The new affiliate nexus law, Utah Code Ann. § 59-12-107(2)(b), treats a seller as if it is selling tangible personal property, a service, or a product transferred electronically for use in Utah and will be required to collect and remit sales and use taxes if:
(i) the seller holds a substantial ownership interest in, or is owned in whole or in substantial part by, a related seller; and
(ii)(A) the seller sells the same or a substantially similar line of products as the related seller and does so under the same or a substantially similar business name; or
(B) the place of business described in Subsection (2)(a)(i) of the related seller or an in-state employee of the related seller is used to advertise, promote, or facilitate sales by the seller to a purchaser.

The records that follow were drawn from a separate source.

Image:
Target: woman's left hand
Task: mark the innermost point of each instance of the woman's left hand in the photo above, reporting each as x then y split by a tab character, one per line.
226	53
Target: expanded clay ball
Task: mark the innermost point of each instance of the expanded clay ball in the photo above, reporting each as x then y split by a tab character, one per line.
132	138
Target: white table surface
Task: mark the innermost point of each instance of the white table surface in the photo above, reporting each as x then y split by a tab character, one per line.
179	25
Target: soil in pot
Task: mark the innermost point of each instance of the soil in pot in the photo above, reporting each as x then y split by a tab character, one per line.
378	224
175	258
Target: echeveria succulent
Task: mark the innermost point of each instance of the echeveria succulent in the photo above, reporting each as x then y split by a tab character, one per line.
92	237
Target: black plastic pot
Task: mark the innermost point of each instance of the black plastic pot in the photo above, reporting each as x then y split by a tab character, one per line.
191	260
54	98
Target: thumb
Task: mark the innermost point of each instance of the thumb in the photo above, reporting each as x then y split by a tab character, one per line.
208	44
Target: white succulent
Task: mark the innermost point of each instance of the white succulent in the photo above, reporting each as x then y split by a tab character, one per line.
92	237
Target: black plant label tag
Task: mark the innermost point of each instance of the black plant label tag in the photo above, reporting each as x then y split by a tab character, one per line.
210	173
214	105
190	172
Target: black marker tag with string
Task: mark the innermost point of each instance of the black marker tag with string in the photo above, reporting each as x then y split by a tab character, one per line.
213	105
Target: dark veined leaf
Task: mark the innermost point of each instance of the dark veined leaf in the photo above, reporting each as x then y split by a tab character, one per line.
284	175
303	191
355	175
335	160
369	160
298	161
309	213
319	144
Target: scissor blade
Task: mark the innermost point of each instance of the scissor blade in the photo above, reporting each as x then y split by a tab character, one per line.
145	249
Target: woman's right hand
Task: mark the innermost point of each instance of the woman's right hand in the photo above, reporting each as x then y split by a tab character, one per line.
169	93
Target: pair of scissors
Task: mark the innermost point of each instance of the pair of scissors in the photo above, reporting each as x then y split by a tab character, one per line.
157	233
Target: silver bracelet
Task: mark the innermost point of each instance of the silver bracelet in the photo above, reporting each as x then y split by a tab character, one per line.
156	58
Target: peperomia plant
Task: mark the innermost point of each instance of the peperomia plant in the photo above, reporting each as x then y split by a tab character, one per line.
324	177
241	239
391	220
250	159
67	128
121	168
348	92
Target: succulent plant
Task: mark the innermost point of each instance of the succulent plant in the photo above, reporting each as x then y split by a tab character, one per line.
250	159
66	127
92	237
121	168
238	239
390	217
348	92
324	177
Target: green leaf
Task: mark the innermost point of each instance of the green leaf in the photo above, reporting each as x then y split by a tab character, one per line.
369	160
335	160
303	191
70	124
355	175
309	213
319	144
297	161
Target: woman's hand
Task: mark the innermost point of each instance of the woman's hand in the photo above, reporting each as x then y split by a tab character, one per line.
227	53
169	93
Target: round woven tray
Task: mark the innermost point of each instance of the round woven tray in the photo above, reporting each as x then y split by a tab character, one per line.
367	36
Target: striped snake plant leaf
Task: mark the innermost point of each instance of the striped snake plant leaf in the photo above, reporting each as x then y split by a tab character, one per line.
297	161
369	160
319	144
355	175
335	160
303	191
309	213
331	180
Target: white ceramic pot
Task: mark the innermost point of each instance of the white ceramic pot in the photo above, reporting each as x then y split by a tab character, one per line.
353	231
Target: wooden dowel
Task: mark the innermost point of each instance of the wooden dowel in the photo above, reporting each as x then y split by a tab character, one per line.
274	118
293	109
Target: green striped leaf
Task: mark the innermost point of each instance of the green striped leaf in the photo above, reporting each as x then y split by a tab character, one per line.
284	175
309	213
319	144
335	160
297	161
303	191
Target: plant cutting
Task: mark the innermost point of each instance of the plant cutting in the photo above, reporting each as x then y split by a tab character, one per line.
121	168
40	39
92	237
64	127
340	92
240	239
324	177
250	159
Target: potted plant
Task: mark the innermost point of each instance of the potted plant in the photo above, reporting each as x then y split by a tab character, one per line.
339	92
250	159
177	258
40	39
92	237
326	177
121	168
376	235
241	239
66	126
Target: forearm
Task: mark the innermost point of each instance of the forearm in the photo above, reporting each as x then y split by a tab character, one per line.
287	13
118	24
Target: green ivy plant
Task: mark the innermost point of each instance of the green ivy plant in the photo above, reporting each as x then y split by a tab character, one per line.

“Substantial ownership interest” is defined as a direct or indirect ownership interest greater than 10%. Utah Code Ann. § 59-12-107(1)(a), (c). A seller constitutes a “related seller” if (i) it has or uses an office, distribution center, or warehouse in Utah, and (ii) it delivers tangible personal property, a service, or a product transferred electronically sold by a seller that does not have or use an office, distribution center, or warehouse in Utah to a purchaser in Utah.
Unlike recent “affiliate nexus” bills adopted by Georgia, Maryland, and Minnesota that target online marketing affiliates of in-state retailers, HB 384 is not (necessarily) directed at online marketing affiliates. HB 384 is controversial as it could be applied in a manner that runs afoul of Quill Corp. v. North Dakota, 504 U.S. 298 (1992).